Recent Performance Benchmarks of OpenLB 1.5 on the HoreKa Supercomputer at KIT • OpenLB

Following up on the performance-focused release of OpenLB 1.5 we updated our Performance showcases to include scalability plots on up to 128 CPU-only resp. Multi-GPU nodes of the HoreKa supercomputer at the Karlsruhe Institute of Technology (KIT). These results were presented at the 25th Results and Review Workshop of the HLRS this October and are accepted for publication in the annual proceedings on High Performance Computing in Science and Engineering.

The following plots document the per-node performance in Billions of Cell Updates per Second (GLUPs) for various problem sizes of the established lid driven cavity benchmark case. Highlights include weak scaling efficiencies up to 1.01 for hybrid AVX-512 vectorized CPU resp. up to 0.9 for CUDA GPU execution alongside a total peak performance of 1.33 Trillion Cell Updates per Second when using 512 NVIDIA A100 GPUs. Further details including individual strong scaling values are available in the performance section.

Scalability of OpenLB 1.5 on HoreKa using hybrid execution (MPI + OpenMP + AVX-512 Vectorization)

Scalability of OpenLB 1.5 on HoreKa using multi GPU execution (MPI + CUDA)

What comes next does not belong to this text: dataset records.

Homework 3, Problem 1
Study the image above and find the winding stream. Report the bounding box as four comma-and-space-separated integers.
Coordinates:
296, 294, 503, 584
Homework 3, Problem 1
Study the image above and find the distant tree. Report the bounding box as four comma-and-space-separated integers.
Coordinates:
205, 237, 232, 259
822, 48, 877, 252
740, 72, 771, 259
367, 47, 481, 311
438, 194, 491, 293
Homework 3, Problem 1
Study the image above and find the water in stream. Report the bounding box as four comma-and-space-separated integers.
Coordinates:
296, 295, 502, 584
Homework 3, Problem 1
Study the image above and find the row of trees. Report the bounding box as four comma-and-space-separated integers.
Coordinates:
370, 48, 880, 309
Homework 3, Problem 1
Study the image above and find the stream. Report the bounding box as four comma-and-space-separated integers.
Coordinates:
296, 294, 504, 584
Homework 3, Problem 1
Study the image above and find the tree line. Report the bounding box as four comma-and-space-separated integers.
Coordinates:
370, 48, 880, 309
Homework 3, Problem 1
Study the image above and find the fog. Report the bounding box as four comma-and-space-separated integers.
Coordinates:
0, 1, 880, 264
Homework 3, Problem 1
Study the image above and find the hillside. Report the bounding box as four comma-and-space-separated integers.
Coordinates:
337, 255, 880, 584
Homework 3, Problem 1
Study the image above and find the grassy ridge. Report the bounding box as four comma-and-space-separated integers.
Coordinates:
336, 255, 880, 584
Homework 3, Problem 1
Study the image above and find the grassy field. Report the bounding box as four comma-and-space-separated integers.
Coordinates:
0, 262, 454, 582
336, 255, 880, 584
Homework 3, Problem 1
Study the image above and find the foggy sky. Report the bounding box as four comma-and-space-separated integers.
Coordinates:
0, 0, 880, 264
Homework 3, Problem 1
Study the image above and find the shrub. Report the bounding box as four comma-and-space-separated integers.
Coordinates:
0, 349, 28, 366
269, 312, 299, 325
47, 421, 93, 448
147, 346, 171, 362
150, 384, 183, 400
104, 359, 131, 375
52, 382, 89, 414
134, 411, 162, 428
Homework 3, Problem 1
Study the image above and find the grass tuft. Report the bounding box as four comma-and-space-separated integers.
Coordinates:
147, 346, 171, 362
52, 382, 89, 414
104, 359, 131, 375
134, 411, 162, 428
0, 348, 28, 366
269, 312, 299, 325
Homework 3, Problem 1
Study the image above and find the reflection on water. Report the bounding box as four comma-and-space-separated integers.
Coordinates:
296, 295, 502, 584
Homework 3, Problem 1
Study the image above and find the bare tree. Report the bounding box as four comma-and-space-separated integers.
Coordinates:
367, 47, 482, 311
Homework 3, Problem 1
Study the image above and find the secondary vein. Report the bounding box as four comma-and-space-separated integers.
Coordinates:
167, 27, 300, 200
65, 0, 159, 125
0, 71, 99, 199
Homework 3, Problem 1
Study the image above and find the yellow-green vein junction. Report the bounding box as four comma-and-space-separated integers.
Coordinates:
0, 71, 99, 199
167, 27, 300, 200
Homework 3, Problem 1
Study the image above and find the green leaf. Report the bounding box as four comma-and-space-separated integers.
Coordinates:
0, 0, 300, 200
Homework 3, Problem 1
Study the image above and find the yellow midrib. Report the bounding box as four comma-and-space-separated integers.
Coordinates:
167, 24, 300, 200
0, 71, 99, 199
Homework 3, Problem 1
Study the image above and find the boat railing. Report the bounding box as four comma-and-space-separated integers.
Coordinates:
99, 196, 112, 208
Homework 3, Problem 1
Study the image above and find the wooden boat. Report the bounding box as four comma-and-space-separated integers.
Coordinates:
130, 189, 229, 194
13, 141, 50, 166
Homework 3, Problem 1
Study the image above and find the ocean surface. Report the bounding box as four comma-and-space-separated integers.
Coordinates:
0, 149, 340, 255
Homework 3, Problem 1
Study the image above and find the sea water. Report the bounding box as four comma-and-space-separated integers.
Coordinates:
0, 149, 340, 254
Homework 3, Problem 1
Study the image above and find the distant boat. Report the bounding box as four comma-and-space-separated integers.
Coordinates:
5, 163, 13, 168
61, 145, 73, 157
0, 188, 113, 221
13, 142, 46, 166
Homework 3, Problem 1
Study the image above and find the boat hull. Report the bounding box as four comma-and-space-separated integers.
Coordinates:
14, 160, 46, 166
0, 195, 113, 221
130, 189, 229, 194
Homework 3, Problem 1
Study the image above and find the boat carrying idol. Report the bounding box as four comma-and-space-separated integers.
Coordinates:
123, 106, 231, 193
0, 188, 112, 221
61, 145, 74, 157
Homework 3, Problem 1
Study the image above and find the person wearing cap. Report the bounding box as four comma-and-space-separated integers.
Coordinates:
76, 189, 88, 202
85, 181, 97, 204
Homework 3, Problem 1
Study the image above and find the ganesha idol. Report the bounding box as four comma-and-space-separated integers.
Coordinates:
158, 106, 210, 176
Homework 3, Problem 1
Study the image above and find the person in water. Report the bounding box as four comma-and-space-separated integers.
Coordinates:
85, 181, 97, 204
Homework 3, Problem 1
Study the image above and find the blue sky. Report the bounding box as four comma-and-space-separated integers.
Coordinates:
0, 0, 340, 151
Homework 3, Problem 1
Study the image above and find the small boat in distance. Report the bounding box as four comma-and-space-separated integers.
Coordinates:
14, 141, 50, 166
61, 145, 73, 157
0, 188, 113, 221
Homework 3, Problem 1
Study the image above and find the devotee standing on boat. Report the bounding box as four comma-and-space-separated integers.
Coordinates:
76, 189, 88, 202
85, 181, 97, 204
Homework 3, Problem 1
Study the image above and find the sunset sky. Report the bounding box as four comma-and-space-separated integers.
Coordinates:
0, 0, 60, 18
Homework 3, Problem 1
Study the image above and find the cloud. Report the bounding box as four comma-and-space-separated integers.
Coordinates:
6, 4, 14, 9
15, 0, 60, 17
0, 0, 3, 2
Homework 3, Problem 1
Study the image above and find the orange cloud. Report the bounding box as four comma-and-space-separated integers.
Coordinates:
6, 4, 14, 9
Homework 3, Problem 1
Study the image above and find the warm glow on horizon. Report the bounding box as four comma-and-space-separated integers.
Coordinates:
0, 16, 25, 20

Plots, vectorization and CUDA GPU implementation contributed by Adrian Kummerländer.

A. Kummerländer, F. Bukreev, S. Berg, M. Dorn and M.J. Krause. Advances in Computational Process Engineering using Lattice Boltzmann Methods on High Performance Computers for Solving Fluid Flow Problems. In: High Performance Computing in Science and Engineering ’22 (accepted).